[Stable]

Binomial distributions are used to represent situations can that can be thought as the result of \(n\) Bernoulli experiments (here the \(n\) is defined as the size of the experiment). The classical example is \(n\) independent coin flips, where each coin flip has probability p of success. In this case, the individual probability of flipping heads or tails is given by the Bernoulli(p) distribution, and the probability of having \(x\) equal results (\(x\) heads, for example), in \(n\) trials is given by the Binomial(n, p) distribution. The equation of the Binomial distribution is directly derived from the equation of the Bernoulli distribution.

dist_binomial(size, prob)

Arguments

size

The number of trials. Must be an integer greater than or equal to one. When size = 1L, the Binomial distribution reduces to the Bernoulli distribution. Often called n in textbooks.

prob

The probability of success on each trial, prob can be any value in [0, 1].

Details

We recommend reading this documentation on https://pkg.mitchelloharawild.com/distributional/, where the math will render nicely.
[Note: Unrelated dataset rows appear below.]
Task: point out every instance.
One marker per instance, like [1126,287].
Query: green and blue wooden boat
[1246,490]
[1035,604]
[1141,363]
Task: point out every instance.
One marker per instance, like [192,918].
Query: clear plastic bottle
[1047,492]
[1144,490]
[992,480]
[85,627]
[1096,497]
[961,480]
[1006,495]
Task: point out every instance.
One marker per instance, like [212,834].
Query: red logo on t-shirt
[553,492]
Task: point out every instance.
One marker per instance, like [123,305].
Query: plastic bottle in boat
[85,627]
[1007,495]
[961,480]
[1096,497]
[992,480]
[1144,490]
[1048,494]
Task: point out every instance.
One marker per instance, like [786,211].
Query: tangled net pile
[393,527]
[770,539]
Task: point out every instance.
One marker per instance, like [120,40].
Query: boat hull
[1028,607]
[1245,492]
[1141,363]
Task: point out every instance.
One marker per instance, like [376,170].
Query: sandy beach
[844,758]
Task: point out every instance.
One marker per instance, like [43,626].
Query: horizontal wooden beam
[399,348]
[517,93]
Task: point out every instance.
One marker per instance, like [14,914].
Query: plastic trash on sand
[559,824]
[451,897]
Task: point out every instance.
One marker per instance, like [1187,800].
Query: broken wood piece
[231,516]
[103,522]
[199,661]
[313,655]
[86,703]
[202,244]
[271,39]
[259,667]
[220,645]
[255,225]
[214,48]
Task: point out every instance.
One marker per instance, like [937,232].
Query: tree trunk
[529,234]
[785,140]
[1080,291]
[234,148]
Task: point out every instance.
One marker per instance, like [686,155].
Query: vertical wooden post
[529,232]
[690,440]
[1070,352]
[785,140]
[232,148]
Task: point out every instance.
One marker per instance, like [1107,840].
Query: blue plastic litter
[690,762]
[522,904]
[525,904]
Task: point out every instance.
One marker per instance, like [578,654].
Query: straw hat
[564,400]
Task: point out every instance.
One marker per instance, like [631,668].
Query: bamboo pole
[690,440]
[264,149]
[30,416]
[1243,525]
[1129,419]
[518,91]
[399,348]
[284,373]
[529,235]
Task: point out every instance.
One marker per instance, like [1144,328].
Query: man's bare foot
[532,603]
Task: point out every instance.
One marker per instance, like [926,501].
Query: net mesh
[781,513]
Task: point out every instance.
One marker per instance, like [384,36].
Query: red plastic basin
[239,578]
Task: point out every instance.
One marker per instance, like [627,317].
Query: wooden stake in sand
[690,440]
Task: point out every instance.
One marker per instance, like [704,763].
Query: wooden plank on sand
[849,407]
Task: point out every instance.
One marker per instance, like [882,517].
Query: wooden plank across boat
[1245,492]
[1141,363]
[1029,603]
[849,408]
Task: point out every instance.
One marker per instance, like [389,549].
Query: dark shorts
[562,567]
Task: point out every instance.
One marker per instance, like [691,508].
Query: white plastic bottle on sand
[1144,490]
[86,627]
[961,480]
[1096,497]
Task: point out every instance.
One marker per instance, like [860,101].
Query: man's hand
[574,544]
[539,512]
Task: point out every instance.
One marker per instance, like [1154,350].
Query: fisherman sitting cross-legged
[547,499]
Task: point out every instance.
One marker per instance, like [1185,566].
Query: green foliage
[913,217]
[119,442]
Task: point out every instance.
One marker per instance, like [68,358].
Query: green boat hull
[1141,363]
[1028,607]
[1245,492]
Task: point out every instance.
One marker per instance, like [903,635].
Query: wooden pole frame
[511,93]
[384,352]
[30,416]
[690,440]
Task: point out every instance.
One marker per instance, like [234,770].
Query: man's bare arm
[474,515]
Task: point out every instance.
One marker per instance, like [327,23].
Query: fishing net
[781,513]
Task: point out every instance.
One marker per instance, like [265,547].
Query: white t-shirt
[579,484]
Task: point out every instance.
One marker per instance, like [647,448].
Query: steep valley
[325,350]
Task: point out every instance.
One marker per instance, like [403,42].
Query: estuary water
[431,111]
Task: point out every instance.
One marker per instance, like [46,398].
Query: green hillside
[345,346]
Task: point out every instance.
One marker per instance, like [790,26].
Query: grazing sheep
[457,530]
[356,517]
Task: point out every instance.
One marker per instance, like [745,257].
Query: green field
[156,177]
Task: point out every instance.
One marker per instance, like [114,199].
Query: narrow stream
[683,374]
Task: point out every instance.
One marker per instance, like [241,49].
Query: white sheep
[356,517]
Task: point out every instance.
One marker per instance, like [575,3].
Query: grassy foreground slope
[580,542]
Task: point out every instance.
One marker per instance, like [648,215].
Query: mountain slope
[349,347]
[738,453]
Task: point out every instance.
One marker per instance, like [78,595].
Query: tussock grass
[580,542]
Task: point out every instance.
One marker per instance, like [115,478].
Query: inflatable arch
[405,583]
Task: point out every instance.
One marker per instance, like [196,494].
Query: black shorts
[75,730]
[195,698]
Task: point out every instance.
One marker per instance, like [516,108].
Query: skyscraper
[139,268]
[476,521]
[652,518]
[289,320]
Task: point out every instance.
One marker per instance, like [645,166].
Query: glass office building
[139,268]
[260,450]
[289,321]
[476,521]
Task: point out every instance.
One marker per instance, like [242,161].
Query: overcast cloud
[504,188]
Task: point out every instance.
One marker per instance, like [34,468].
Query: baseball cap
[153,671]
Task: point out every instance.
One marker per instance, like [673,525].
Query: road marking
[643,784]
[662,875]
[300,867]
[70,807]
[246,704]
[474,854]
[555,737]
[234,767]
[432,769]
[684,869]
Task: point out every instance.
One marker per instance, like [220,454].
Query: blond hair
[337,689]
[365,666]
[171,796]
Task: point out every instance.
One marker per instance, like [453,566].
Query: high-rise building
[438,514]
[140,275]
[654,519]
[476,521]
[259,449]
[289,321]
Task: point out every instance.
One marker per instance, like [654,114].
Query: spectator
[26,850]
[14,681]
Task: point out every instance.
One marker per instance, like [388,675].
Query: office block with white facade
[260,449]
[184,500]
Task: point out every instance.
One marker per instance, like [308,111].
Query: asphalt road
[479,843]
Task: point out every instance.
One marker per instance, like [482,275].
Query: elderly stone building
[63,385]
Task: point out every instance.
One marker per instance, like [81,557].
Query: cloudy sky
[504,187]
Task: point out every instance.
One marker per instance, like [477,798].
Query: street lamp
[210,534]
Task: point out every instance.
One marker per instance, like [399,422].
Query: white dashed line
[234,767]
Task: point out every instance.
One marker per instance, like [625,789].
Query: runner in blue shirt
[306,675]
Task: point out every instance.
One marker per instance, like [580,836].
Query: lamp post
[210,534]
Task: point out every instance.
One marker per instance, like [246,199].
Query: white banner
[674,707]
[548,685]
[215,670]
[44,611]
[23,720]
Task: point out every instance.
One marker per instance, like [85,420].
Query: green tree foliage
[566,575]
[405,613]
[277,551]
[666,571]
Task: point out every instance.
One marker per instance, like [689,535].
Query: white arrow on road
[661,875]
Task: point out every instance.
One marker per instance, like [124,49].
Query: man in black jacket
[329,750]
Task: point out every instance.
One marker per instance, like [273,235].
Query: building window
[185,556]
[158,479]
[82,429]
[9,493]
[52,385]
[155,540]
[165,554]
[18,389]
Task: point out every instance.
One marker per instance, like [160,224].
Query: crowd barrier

The Binomial distribution comes up when you are interested in the portion of people who do a thing. The Binomial distribution also comes up in the sign test, sometimes called the Binomial test (see stats::binom.test()), where you may need the Binomial C.D.F. to compute p-values.

In the following, let \(X\) be a Binomial random variable with parameter size = \(n\) and p = \(p\). Some textbooks define \(q = 1 - p\), or called \(\pi\) instead of \(p\).

Support: \(\{0, 1, 2, ..., n\}\)

Mean: \(np\)

Variance: \(np \cdot (1 - p) = np \cdot q\)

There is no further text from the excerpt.